Robert Mazurek: Jak żyły czerwone królewięta? Dzieci partyjnej elity, członków Biura Politycznego w czasach stalinowskich?
Antoni Zambrowski: Były różne królewięta, ale akurat ja jestem dość kiepskim egzemplarzem. Był taki dowcip w czasach stalinowskich: „Jaka jest najlepsza partia w Polsce? Oczywiście Lusia Bermanówna”, córka Jakuba. Tego samego nie dałoby się już powiedzieć o dzieciach Bieruta, bo były wyjątkowo skromne. Mnie, jako czerwonemu królewiątku, nie wypada o tym mówić, ale znam jeszcze z liceum Reytana córkę Bieruta, Olę Jasińską, wyjątkowo sympatyczną i skromną dziewczynę.

A pan należał do bananowej młodzieży?
A skąd! Nawet bananów nie jadłem, tylko cytryny (śmiech). Tyle tego, że przepadałem za jazzem. Byłem abnegatem, a nie bikiniarzem. W ósmej klasie na bal przyszedłem w dresie, nawet nie miałem innych spodni.
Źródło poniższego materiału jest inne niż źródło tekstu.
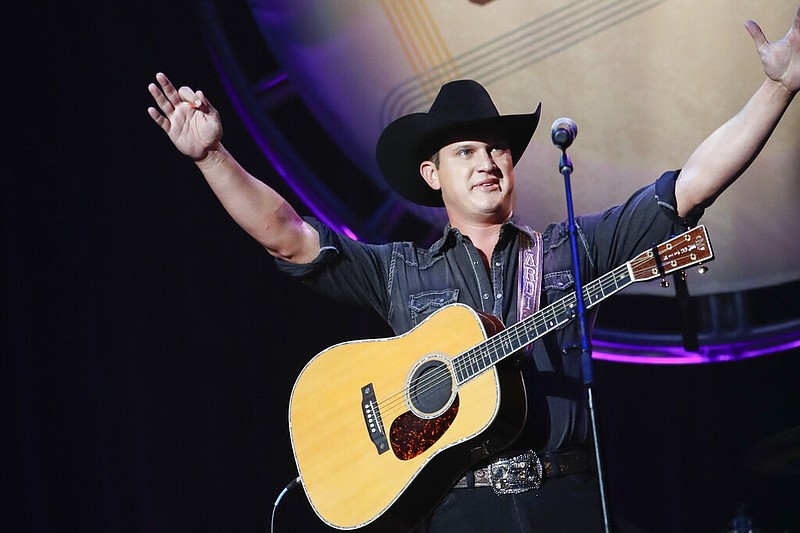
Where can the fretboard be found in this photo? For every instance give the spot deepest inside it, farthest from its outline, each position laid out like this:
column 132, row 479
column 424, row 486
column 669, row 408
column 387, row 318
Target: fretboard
column 512, row 339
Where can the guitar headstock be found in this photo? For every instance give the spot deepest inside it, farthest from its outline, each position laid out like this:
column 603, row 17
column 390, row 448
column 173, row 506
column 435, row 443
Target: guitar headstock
column 680, row 252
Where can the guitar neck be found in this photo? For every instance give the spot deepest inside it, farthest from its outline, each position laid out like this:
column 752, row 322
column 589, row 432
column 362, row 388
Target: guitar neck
column 512, row 339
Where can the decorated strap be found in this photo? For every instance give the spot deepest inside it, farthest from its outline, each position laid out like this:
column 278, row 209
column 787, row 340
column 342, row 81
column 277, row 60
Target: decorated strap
column 530, row 272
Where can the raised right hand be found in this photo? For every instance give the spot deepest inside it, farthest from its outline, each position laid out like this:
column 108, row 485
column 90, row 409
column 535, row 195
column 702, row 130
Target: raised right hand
column 188, row 118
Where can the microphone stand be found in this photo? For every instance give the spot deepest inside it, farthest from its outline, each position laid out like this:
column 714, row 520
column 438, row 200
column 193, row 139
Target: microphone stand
column 565, row 168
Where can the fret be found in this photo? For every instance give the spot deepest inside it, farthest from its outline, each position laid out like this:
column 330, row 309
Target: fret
column 514, row 338
column 481, row 357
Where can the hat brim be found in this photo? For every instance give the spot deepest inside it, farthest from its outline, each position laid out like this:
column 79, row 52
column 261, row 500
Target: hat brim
column 414, row 138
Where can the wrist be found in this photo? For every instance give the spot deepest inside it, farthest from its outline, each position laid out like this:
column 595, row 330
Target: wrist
column 212, row 157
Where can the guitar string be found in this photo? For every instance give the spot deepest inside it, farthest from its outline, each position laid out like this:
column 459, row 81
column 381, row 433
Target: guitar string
column 517, row 331
column 396, row 403
column 550, row 317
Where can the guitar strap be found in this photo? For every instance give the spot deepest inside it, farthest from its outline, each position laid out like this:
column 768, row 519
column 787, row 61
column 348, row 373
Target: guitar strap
column 530, row 272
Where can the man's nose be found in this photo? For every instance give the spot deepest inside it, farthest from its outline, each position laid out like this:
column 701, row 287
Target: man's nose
column 487, row 161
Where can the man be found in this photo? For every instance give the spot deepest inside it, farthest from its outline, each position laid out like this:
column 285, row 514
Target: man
column 461, row 155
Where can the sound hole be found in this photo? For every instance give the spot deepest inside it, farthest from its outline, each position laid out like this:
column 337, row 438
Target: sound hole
column 431, row 388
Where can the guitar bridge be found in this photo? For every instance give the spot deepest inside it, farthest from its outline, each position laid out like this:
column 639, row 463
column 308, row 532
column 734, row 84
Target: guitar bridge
column 372, row 418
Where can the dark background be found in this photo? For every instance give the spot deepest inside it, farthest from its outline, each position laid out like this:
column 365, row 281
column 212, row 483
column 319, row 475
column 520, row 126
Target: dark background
column 149, row 346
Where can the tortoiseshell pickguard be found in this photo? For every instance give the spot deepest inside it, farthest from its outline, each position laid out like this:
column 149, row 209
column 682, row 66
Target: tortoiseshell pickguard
column 411, row 435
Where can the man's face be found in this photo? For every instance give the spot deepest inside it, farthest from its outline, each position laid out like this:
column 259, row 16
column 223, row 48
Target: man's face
column 476, row 178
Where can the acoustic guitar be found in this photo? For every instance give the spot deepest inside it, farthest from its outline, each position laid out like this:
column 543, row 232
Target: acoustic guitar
column 381, row 429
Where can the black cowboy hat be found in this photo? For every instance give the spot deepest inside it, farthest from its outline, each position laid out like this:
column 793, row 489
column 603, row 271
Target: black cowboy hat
column 462, row 108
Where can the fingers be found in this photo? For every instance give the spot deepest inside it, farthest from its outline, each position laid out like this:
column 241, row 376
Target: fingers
column 189, row 96
column 158, row 118
column 756, row 33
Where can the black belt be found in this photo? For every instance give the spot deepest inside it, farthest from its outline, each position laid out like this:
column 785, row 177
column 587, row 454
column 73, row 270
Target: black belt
column 526, row 470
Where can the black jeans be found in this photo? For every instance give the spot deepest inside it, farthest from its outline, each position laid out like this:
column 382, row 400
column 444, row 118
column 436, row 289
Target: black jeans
column 564, row 504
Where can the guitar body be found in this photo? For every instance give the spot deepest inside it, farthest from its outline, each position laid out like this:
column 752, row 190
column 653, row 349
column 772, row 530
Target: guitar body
column 381, row 429
column 374, row 450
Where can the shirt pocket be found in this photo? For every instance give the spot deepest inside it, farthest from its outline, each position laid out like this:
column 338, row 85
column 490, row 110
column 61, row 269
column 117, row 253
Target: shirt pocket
column 424, row 304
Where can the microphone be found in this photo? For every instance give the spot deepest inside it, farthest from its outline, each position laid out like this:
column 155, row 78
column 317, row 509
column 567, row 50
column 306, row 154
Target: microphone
column 563, row 132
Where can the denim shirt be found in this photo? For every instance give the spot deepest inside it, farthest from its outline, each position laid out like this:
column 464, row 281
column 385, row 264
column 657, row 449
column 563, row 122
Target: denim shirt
column 405, row 284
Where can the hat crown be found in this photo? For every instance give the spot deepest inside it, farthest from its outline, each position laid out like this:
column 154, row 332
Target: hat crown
column 461, row 101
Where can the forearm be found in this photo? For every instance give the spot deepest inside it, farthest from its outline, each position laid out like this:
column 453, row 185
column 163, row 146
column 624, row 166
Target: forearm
column 259, row 209
column 728, row 151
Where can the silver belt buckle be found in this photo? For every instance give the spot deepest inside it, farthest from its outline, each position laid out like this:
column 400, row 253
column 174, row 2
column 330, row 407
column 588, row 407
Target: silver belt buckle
column 513, row 475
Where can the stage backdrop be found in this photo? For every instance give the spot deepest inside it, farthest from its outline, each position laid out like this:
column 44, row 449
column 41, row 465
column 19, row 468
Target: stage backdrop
column 645, row 80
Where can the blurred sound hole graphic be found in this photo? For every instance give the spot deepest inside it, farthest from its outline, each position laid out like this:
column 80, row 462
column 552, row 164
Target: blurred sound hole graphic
column 325, row 158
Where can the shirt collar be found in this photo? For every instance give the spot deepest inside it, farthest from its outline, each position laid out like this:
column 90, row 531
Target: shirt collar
column 451, row 236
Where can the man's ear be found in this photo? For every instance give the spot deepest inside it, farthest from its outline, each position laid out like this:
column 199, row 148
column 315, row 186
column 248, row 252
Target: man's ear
column 428, row 171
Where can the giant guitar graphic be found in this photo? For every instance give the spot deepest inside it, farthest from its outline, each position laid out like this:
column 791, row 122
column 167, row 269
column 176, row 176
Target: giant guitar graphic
column 381, row 429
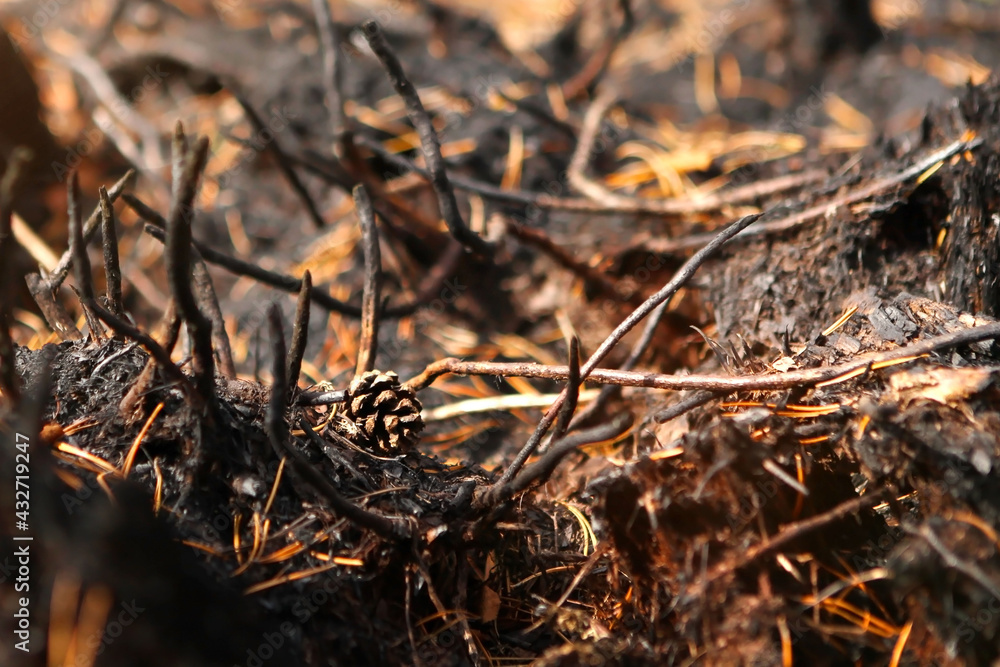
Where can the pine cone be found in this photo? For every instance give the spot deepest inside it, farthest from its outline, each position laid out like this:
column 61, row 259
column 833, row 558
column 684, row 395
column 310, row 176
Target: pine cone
column 386, row 414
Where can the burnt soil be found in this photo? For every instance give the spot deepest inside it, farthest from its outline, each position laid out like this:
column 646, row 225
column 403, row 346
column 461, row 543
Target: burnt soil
column 852, row 521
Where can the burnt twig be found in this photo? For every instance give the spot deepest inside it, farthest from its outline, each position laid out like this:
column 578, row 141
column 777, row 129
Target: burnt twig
column 539, row 239
column 372, row 299
column 541, row 470
column 429, row 141
column 178, row 255
column 725, row 384
column 66, row 261
column 572, row 390
column 277, row 432
column 332, row 73
column 785, row 223
column 54, row 312
column 576, row 173
column 664, row 294
column 142, row 384
column 608, row 391
column 21, row 157
column 300, row 335
column 675, row 206
column 81, row 260
column 685, row 404
column 208, row 300
column 428, row 290
column 155, row 350
column 112, row 268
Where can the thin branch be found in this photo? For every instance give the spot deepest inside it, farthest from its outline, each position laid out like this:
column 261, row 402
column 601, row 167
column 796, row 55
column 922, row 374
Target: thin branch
column 541, row 470
column 539, row 239
column 178, row 256
column 572, row 390
column 77, row 244
column 332, row 72
column 429, row 289
column 576, row 173
column 284, row 164
column 178, row 157
column 10, row 383
column 725, row 384
column 208, row 300
column 664, row 294
column 277, row 432
column 429, row 141
column 54, row 312
column 66, row 261
column 143, row 383
column 300, row 336
column 794, row 531
column 155, row 350
column 112, row 267
column 81, row 260
column 372, row 299
column 607, row 392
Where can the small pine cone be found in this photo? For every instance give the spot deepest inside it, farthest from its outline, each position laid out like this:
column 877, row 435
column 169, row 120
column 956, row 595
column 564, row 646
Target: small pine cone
column 386, row 414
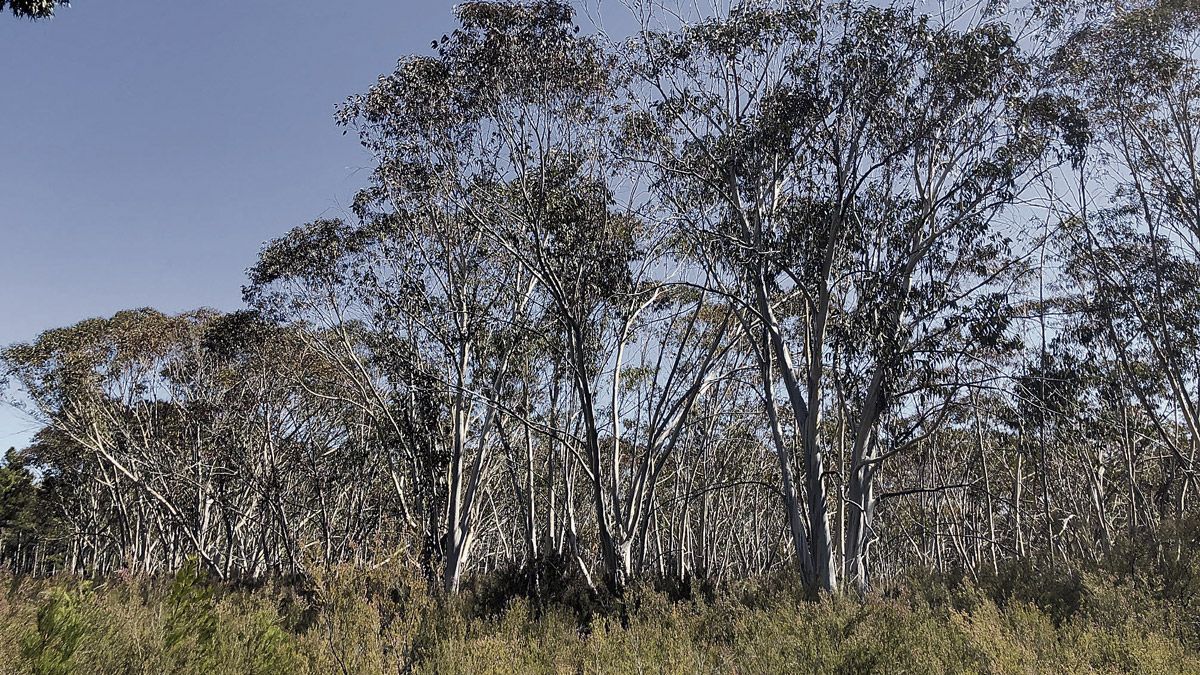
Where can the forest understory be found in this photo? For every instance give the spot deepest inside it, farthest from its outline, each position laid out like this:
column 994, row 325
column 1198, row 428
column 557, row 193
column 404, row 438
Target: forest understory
column 820, row 336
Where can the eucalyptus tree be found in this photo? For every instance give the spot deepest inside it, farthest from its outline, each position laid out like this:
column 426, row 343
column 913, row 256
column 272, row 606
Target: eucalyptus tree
column 510, row 126
column 33, row 9
column 1132, row 240
column 838, row 169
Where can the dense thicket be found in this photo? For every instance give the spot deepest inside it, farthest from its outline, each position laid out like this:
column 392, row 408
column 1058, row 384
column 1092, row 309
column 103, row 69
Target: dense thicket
column 839, row 288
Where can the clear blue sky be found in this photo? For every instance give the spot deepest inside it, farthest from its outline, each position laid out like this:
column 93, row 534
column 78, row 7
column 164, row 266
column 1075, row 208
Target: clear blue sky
column 148, row 148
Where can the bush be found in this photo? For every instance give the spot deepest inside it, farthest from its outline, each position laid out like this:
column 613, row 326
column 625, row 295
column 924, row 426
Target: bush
column 347, row 620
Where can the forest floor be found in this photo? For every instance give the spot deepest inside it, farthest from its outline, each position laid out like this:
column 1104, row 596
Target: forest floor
column 349, row 621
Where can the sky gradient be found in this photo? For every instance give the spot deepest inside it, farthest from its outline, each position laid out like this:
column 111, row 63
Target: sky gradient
column 148, row 149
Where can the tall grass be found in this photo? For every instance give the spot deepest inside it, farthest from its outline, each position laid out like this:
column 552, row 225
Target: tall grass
column 353, row 621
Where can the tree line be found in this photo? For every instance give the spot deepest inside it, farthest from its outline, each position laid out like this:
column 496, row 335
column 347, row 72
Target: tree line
column 838, row 287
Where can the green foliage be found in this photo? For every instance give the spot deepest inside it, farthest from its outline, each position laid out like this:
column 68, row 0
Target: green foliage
column 60, row 628
column 33, row 9
column 347, row 620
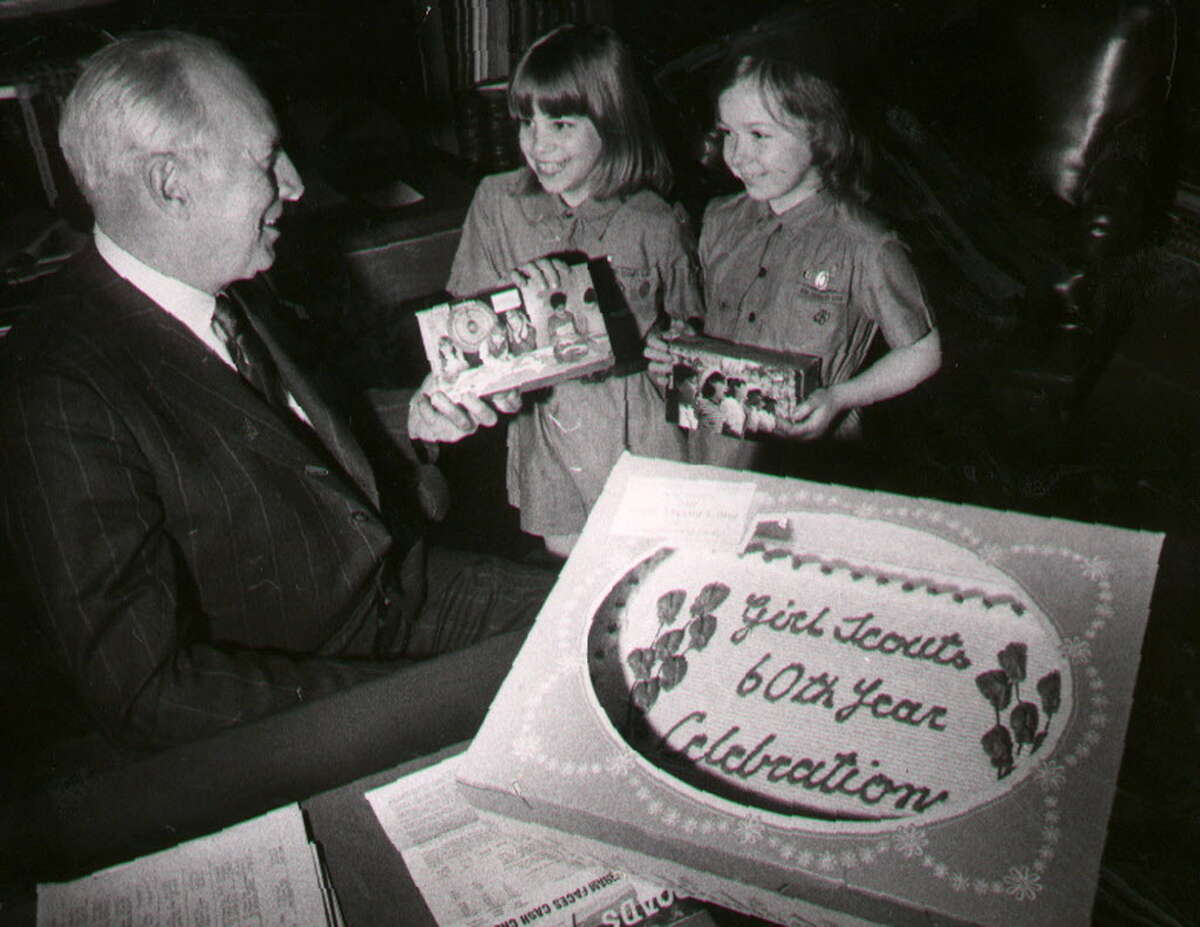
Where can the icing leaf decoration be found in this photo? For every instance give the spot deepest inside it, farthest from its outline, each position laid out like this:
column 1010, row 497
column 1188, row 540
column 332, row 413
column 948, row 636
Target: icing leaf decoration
column 701, row 629
column 997, row 743
column 641, row 662
column 673, row 670
column 1025, row 722
column 996, row 687
column 1050, row 689
column 670, row 604
column 645, row 693
column 669, row 644
column 709, row 597
column 1012, row 658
Rodzice zaczęli nas ubierać po ludzku dopiero, jak podrósł mój brat i to on na nich to wymógł, więc jeździliśmy do Śródmieścia do ubeckich konsumów, gdzie był krawiec i szył nam co potrzeba. Akurat myśmy starali się żyć normalnie. Mieszkaliśmy przy ul. Puławskiej, nomen omen, bo ojciec był później jednym z przywódców „puławian”. Warszawa, do której przyjechaliśmy w maju 1945 roku, wyglądała koszmarnie, wszystko było zburzone. Na Mokotowie było widać horyzont. W mieście! Pocieszam Czeczenów, by się nie martwili, bo Warszawa wyglądała gorzej niż Grozny.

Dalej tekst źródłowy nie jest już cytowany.